Tony Buba is one of the most unique voices working in American independent filmmaking today. With humor, compassion, and a complete dedication to the working-class heroes of his hometown of Braddock, Pennsylvania, Buba has created a body of work which documents the rise and fall of a steel town with unblinking accuracy. “David Lynch goes into neighborhoods and finds the germs and bugs beneath,” Buba explained, “I go into neighborhoods and find the life.” Growing up in Braddock and witnessing its decline first hand has taught Buba that there are no quick fixes for the problems he examines. “I get a lot of attention in Braddock,” Buba said, “but people who are doing community work day after day, keeping the community alive, get none.” Buba tries to correct this problem, one film at a time, by listening to those in his community who have important stories to tell–and for Buba that means everybody.

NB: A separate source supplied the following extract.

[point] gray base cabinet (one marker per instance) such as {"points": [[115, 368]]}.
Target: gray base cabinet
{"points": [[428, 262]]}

Arts Institute- University of Wisconsin - Madison
Buba has made over twenty films exploring working-class issues in and around his hometown since 1974. Buba began his career with "The Braddock Chronicles," a dozen short documentary portraits of the stubborn signs of life in a dying milltown. Buba's work has been showcased in one-person shows at The Museum of Modern Art, the Whitney Museum of American Art, The Carnegie Museum of Art and more than 100 museums and universities. His awards include fellowships from the NEA, AFI, and the Rockefeller and Guggenheim Foundations, and grants from the Pennsylvania Humanities Council.